Of course, I knew already what he was going to say. But I tried not to think about that as I pressed my lips to Scully's forehead, brushed her hair out of her eyes, held her soft hand. I had to touch her--reassure myself that she was still there--warm and alive for the moment at least.

Her concern, of course, was for me. "You need to get a fresh shirt, Mulder. I'll be O.K. for a little while."

"Later. When your mom gets here. How do you feel?"

"I won't lie and say I'm fine, Mulder." She sighed. "I've been feeling bad for a couple of days. My head's hurting and my chest feels strange when I breathe."

She looked up at me and bit her lip uncertainly. "If my mom doesn't get here soon, Mulder, I need you to do something for me."

"Anything, Scully. You know that. What do you need?"

"I want you to call a priest for me," she said steadily. "I'm sorry, Mulder. The cancer's back, I know it is. And it's worse than before. I want to receive the sacraments before . . ."

"O.K.," I assented, my face crumpling.

It was a far different response from my "I refuse to accept that" the first time she told me she had cancer, and Scully couldn't have failed to notice my uncharacteristic acceptance of her words. "You know something, don't you?" she asked gently.

I nodded reluctantly. The doctor was coming soon anyway. There was no need to sully our trust with subterfuge. "The smoking man--Spender--I saw him in the bathroom earlier."

Her eyes flew open in alarm. "Mulder--you didn't promise him anything, did you? Didn't try to make a deal with him?"

"No deals."

"Good," she said approvingly.

Her approbation stung me. "I'd have made any deal, *any* deal, if there was one to be made, Scully. It's the chip. The god-damned, fucking chip. It's malfunctioned, and the bastards can't fix it."

Scully drew in a ragged breath as this registered. Her chin quivered and I could see the first tears appearing in her eyes, but her voice remained steady. "How long?"

"He said--he said three days, a week at most."

Now the tears overflowed and ran down her cheeks, even as she struggled to control them. "I see."

"I'm sorry, Scully," I began through my own tears.

She held up one hand to silence me, and wiped her eyes with the other one angrily. "Mulder, I blame you for *nothing.* I've made my own choices and I wouldn't change them. Spender and his cronies are the only ones who deserve blame. The *only* ones--and don't you ever forget that."

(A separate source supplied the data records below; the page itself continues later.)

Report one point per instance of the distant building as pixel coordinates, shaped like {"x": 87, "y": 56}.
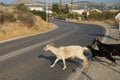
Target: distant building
{"x": 26, "y": 2}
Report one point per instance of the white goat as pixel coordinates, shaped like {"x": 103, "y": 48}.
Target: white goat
{"x": 65, "y": 52}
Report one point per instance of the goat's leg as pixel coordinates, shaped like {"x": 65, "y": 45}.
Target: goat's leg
{"x": 85, "y": 61}
{"x": 111, "y": 59}
{"x": 54, "y": 63}
{"x": 64, "y": 64}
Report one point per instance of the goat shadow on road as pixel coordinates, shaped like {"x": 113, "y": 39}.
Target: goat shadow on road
{"x": 107, "y": 65}
{"x": 52, "y": 59}
{"x": 102, "y": 35}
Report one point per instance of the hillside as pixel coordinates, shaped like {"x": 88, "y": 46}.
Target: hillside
{"x": 15, "y": 22}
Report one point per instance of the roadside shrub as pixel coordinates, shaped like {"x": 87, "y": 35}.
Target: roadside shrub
{"x": 94, "y": 15}
{"x": 22, "y": 7}
{"x": 27, "y": 19}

I nodded miserably, unconvinced.

"Look, Mulder. Before the doctor comes in, before my mom gets here, I want to talk to you. I want you to promise me something."

"Anything, Scully."

"Promise me you won't . . . hurt . . . yourself when I'm gone."

"Oh, God, Scully. Don't ask me that! I *can't* promise that."

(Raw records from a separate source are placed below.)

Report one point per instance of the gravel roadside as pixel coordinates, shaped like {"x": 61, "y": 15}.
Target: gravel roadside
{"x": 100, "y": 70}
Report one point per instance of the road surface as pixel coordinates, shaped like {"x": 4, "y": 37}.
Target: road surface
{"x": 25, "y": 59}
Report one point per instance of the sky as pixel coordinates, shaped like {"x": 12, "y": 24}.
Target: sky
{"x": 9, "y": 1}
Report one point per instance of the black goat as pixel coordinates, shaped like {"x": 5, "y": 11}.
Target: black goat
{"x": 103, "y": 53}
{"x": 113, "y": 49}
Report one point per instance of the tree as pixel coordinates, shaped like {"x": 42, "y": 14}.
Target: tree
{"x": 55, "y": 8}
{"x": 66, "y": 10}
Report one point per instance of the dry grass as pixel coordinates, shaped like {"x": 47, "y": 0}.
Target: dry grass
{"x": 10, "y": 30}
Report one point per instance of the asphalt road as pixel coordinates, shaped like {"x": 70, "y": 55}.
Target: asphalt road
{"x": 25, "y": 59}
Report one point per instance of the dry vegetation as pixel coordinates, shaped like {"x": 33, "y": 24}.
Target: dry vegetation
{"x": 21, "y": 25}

"You've got things to do, Mulder. If you quit now, they win, remember?"

"I was planning to take Spender out first."

"No! No. Not revenge in my name. What good would it do anyway? It won't bring me back."

God, she was already talking about herself in the past tense.

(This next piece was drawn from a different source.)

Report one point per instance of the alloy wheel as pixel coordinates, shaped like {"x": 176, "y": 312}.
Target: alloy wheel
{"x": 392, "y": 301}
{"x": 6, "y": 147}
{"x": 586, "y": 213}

"Samantha's still out there, Mulder. I know you'll find her one day. Wouldn't it be terrible for her, if she came home one day, and *all* her family was gone?"

"Oh, Scully. Please. Don't. That's not fair."

"I'm sorry, Mulder. I am. But there's more. You're the only one who knows about colonization--the only one who might possibly prevent it. We're so close."

"Not without you, Scully. I can't *do* it without you."

"You won't be alone, Mulder. You've got the Gunmen, and Skinner will help you; I know he will."

Hating my own selfishness but helpless to suppress it, I whined, "I'm less than half a person without you, Scully."

Locking her eyes with mine she said, "Listen to me now, Mulder, and if you ever believed in extreme possibilities, believe in this one: I will never leave you. I will be with you, wherever you are."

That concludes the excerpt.